Determinants of oligomerization of the bifunctional protein DCoHα and the effect on its enzymatic and transcriptional coactivator activities

DCoH and DCoHα are bifunctional proteins that function as 4a-hydroxytetrahydrobiopterin dehydratases and as coactivators of HNF1α-dependent transcription. Although these isoforms share sequence and structural similarity and equivalent enzyme activities, DCoH is a hyperstable tetramer whereas DCoHα readily forms dimers. Differences in quaternary structure affect the formation of the DCoH(α):HNF1α complex. Because the interface used to bind HNF1α is masked in tetrameric DCoH, the DCoH:HNF1α complex is only formed in vivo, presumably by co-translational folding. Conversely, the DCoHα:HNF1α complex readily forms in vitro.

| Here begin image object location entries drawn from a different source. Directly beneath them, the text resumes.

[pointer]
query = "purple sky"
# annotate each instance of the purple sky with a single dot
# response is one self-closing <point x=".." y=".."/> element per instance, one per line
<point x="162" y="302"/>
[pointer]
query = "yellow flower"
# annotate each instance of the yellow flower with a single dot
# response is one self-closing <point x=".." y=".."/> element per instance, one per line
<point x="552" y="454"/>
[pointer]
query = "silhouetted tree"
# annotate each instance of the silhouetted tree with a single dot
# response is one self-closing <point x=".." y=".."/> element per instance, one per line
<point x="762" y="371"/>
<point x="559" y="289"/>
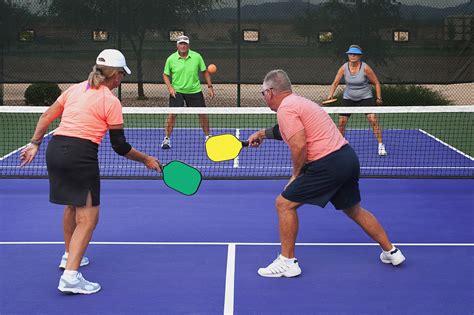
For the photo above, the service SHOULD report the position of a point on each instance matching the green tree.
(360, 23)
(131, 18)
(12, 18)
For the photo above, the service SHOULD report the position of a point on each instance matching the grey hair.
(278, 80)
(100, 73)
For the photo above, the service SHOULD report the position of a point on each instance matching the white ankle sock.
(70, 273)
(288, 261)
(389, 251)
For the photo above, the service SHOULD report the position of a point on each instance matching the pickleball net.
(432, 141)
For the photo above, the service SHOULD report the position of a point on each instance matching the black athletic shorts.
(349, 103)
(73, 171)
(333, 178)
(192, 100)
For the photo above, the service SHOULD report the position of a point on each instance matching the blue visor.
(354, 50)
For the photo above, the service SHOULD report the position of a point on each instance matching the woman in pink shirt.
(87, 109)
(325, 169)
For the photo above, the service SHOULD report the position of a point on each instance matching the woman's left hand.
(28, 154)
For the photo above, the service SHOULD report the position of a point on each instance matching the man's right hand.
(153, 163)
(256, 138)
(172, 91)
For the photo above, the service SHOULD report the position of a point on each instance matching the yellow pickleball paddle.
(224, 147)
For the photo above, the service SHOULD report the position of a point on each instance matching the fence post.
(238, 53)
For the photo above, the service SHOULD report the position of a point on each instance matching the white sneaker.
(279, 268)
(395, 257)
(77, 285)
(166, 144)
(62, 264)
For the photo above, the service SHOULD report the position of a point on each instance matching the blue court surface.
(158, 252)
(413, 153)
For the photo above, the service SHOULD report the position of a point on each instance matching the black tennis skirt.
(73, 171)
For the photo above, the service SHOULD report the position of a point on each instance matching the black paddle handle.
(246, 143)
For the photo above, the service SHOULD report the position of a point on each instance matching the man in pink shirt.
(325, 169)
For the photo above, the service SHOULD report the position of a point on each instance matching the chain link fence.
(424, 42)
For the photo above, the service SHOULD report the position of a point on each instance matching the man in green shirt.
(181, 76)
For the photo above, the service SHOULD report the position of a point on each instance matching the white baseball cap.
(182, 39)
(112, 58)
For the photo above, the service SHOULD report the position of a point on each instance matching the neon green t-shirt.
(185, 72)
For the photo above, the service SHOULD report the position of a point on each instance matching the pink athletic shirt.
(88, 112)
(296, 113)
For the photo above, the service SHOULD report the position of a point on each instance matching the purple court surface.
(158, 252)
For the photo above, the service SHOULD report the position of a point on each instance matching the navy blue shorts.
(192, 100)
(333, 178)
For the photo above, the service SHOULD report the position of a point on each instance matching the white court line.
(229, 281)
(449, 146)
(236, 243)
(236, 160)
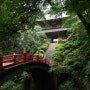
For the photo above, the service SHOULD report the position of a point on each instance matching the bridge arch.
(38, 71)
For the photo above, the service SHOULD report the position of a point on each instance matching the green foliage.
(68, 85)
(15, 83)
(76, 59)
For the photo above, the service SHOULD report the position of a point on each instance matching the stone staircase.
(50, 50)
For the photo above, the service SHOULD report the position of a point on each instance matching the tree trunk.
(85, 23)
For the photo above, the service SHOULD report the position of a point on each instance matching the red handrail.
(10, 60)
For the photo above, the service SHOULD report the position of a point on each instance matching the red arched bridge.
(15, 59)
(37, 67)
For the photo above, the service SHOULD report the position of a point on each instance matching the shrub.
(68, 85)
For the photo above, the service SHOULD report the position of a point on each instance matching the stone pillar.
(54, 80)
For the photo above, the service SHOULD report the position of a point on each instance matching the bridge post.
(24, 55)
(14, 58)
(44, 60)
(1, 61)
(37, 57)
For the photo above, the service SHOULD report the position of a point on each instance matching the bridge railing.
(10, 60)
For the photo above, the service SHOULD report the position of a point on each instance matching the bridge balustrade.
(10, 60)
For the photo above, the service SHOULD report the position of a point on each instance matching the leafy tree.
(79, 7)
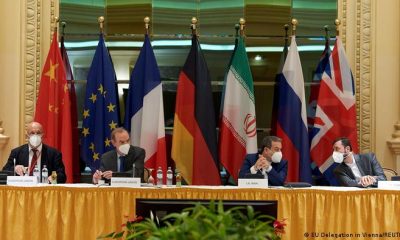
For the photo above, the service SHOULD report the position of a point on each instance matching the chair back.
(389, 173)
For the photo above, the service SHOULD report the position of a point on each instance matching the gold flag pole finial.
(55, 22)
(337, 24)
(237, 27)
(63, 25)
(294, 26)
(242, 24)
(193, 26)
(326, 28)
(147, 24)
(100, 20)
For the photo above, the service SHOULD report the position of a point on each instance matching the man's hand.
(262, 163)
(20, 170)
(366, 181)
(97, 176)
(107, 174)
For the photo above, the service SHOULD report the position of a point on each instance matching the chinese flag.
(53, 107)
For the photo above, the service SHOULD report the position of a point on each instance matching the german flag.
(194, 141)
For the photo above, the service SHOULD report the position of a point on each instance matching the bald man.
(25, 159)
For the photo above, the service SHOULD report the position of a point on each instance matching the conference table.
(85, 211)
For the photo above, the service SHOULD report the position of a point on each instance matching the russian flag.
(144, 113)
(292, 118)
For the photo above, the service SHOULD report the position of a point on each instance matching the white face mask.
(35, 140)
(337, 157)
(276, 157)
(124, 148)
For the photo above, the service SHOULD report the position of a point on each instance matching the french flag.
(292, 118)
(144, 113)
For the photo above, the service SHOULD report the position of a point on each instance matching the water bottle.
(178, 178)
(133, 170)
(36, 173)
(53, 177)
(265, 175)
(45, 174)
(169, 176)
(159, 177)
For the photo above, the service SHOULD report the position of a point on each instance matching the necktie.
(33, 162)
(122, 164)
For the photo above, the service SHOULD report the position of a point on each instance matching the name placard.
(252, 183)
(22, 180)
(125, 182)
(389, 185)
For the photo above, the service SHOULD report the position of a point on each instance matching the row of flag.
(197, 153)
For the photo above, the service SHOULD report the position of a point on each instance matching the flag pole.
(337, 24)
(326, 28)
(286, 27)
(147, 24)
(63, 25)
(294, 26)
(100, 20)
(55, 23)
(193, 26)
(242, 23)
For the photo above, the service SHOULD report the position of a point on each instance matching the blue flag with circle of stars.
(100, 112)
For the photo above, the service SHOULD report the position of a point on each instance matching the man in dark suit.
(355, 170)
(122, 158)
(35, 153)
(269, 161)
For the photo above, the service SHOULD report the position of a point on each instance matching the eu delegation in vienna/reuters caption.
(193, 119)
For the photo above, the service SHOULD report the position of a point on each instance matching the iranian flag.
(238, 133)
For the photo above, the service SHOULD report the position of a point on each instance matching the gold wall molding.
(39, 14)
(366, 109)
(35, 52)
(31, 61)
(356, 18)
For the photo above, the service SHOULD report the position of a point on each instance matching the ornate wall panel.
(33, 54)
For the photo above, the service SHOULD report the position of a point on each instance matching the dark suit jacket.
(109, 161)
(50, 157)
(277, 175)
(366, 163)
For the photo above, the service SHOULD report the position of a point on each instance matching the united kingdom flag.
(335, 113)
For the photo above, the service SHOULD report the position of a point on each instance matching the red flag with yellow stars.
(53, 107)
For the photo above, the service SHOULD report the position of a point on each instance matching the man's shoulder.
(339, 168)
(109, 153)
(137, 149)
(365, 156)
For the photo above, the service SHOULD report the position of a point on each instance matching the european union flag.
(100, 113)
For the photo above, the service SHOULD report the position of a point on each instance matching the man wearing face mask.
(355, 170)
(35, 153)
(269, 161)
(122, 158)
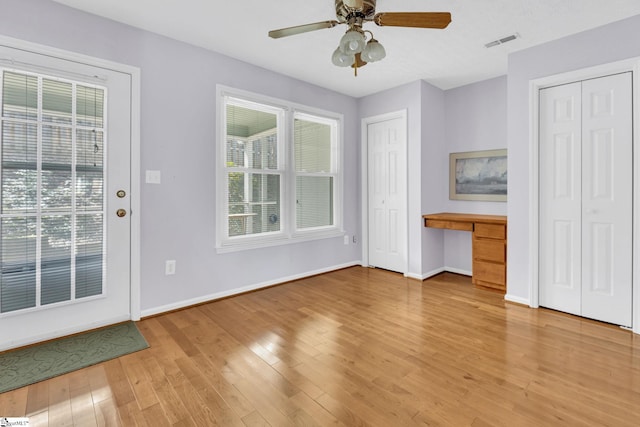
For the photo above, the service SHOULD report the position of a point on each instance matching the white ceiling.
(445, 58)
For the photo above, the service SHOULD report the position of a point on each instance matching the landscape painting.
(478, 175)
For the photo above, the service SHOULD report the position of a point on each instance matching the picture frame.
(478, 175)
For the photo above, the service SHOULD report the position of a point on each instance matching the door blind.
(52, 191)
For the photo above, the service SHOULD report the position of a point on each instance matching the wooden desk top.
(462, 217)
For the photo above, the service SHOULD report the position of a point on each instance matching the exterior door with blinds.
(64, 197)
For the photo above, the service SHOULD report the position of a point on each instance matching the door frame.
(134, 73)
(364, 151)
(633, 65)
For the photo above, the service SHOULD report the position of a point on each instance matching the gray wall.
(475, 119)
(178, 137)
(602, 45)
(424, 104)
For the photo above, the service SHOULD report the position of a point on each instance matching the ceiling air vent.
(502, 40)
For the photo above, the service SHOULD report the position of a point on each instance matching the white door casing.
(387, 203)
(585, 216)
(115, 304)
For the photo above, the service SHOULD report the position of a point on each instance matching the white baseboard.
(212, 297)
(432, 273)
(458, 271)
(517, 300)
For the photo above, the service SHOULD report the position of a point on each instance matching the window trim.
(286, 167)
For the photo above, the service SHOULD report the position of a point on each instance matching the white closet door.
(607, 199)
(586, 198)
(387, 194)
(560, 198)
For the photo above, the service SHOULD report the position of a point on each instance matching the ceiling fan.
(354, 49)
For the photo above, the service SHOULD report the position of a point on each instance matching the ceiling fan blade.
(299, 29)
(354, 4)
(413, 19)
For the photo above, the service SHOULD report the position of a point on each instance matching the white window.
(280, 177)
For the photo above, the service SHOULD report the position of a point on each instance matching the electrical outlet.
(170, 267)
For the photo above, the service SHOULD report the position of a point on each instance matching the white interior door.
(65, 169)
(586, 198)
(387, 184)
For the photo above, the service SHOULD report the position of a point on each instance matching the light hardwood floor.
(355, 347)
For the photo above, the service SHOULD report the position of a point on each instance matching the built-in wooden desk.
(489, 250)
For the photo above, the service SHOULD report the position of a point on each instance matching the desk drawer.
(489, 272)
(490, 231)
(451, 225)
(489, 250)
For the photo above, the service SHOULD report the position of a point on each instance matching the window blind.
(253, 175)
(313, 148)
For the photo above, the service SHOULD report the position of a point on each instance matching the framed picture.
(478, 175)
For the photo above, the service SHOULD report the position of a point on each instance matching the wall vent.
(502, 40)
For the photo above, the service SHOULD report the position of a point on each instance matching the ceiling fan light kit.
(354, 49)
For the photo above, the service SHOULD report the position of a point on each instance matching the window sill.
(258, 243)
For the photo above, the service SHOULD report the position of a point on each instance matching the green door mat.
(29, 365)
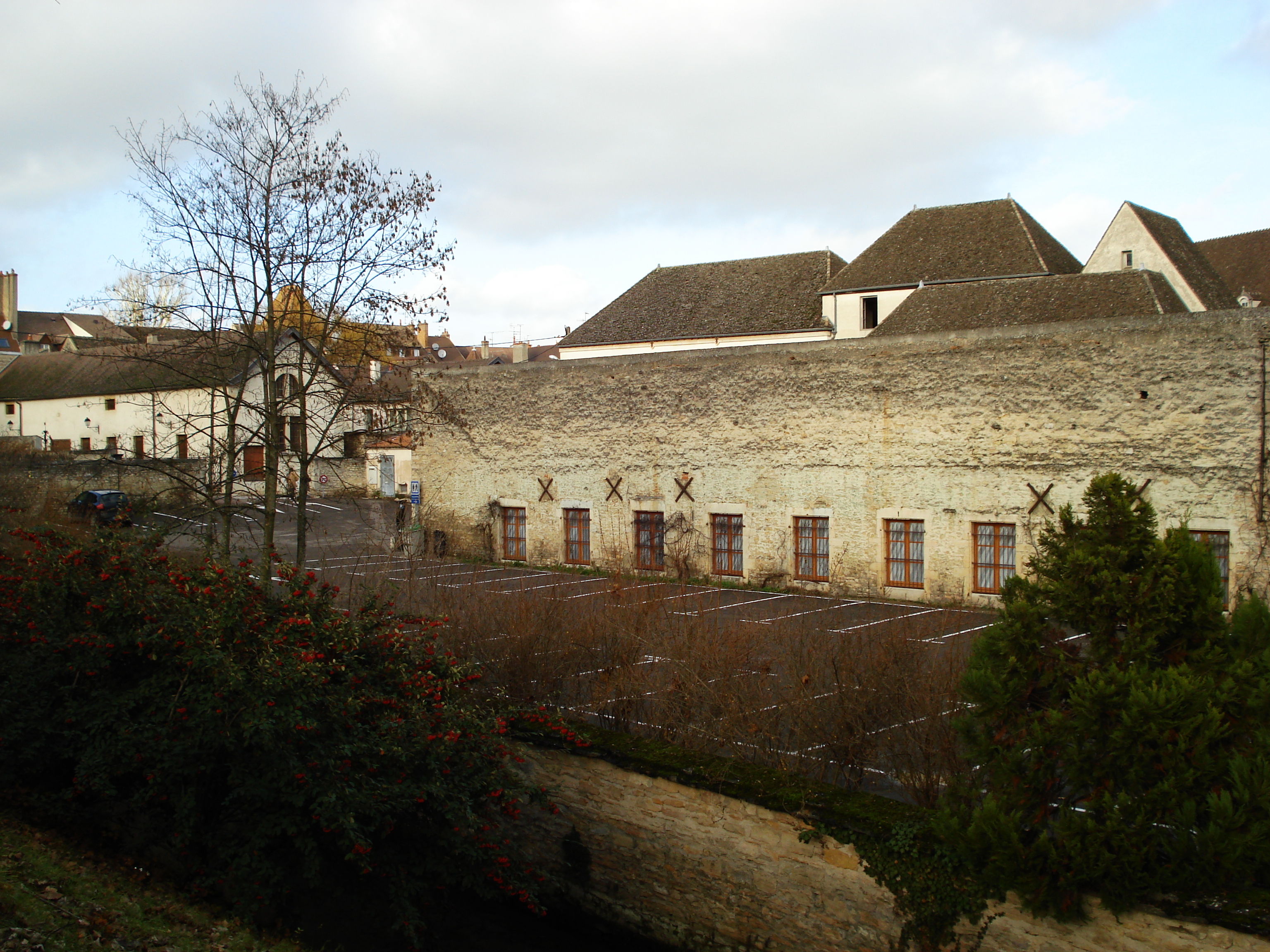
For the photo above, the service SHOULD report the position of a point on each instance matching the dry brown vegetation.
(854, 707)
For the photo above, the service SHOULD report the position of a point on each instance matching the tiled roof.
(750, 296)
(957, 243)
(56, 323)
(1062, 298)
(1242, 262)
(122, 370)
(1188, 259)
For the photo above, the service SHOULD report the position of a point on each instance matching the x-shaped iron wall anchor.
(1041, 498)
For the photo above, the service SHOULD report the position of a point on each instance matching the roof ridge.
(1234, 234)
(1151, 287)
(1032, 240)
(957, 205)
(757, 258)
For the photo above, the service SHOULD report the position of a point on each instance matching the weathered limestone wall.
(949, 428)
(38, 483)
(704, 871)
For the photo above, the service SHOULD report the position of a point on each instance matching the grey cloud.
(564, 115)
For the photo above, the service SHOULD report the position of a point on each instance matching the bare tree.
(144, 299)
(277, 230)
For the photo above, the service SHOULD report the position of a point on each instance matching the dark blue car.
(107, 507)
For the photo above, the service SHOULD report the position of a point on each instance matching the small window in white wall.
(869, 313)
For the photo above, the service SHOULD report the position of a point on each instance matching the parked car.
(107, 507)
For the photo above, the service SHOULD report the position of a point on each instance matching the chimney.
(10, 301)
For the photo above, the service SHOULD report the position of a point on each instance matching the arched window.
(287, 388)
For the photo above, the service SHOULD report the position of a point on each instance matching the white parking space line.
(601, 592)
(733, 605)
(168, 516)
(491, 582)
(564, 581)
(954, 634)
(799, 615)
(884, 621)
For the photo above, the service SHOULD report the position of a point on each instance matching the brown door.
(253, 462)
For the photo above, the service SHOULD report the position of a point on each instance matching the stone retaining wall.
(705, 871)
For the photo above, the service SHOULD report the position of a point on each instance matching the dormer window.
(869, 313)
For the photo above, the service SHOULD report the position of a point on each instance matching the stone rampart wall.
(947, 428)
(705, 871)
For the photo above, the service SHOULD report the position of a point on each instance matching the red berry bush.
(265, 747)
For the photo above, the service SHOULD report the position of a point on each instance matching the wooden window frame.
(992, 546)
(651, 541)
(1222, 552)
(728, 558)
(515, 544)
(901, 552)
(249, 471)
(814, 532)
(577, 536)
(869, 321)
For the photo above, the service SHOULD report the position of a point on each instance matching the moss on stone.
(769, 788)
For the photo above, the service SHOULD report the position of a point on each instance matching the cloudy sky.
(582, 143)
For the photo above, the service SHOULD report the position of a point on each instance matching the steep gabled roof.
(181, 364)
(1241, 261)
(1188, 259)
(1061, 298)
(957, 243)
(68, 325)
(748, 296)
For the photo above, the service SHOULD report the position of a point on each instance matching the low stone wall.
(705, 871)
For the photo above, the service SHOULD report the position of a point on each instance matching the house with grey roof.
(1244, 264)
(1001, 304)
(977, 242)
(41, 332)
(771, 300)
(191, 397)
(1140, 238)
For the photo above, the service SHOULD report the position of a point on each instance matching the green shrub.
(265, 747)
(1131, 763)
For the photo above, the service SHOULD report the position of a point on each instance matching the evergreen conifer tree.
(1118, 723)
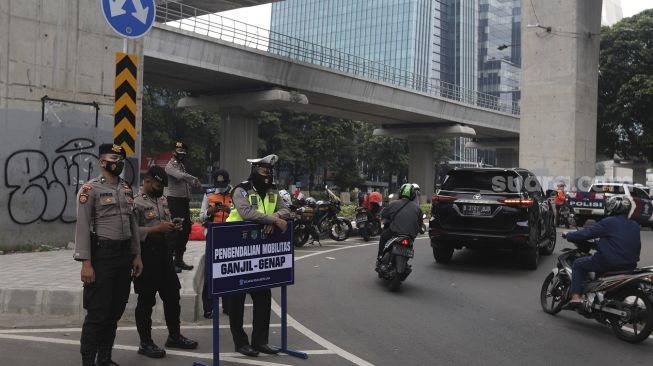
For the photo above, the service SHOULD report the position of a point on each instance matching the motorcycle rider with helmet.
(618, 248)
(401, 217)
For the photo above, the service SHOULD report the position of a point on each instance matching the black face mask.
(261, 182)
(114, 168)
(157, 193)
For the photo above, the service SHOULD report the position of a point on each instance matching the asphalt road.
(481, 309)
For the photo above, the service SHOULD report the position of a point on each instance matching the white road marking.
(319, 340)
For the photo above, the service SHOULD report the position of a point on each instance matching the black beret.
(157, 173)
(112, 149)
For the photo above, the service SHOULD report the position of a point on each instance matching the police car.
(590, 205)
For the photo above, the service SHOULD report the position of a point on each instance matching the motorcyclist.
(372, 202)
(559, 200)
(401, 217)
(618, 248)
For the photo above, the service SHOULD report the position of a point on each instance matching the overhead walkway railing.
(202, 22)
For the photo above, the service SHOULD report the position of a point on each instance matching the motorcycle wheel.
(640, 324)
(340, 230)
(552, 296)
(300, 237)
(394, 283)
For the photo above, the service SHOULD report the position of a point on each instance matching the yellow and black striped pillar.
(124, 109)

We identified residues in DCoHα that differed from those in the dimer-dimer interface of tetrameric DCoH. Mutating these residues altered the quaternary state and concomitantly the ability of the mutated proteins to affect HNF1α-dependent DNA binding. Our results indicate that three residues, Asn61, Gln45, and Lys98 in DCoHα play a role in oligomeric flexibility, which enables DCoHα to more readily interact with HNF1α and increase DNA binding.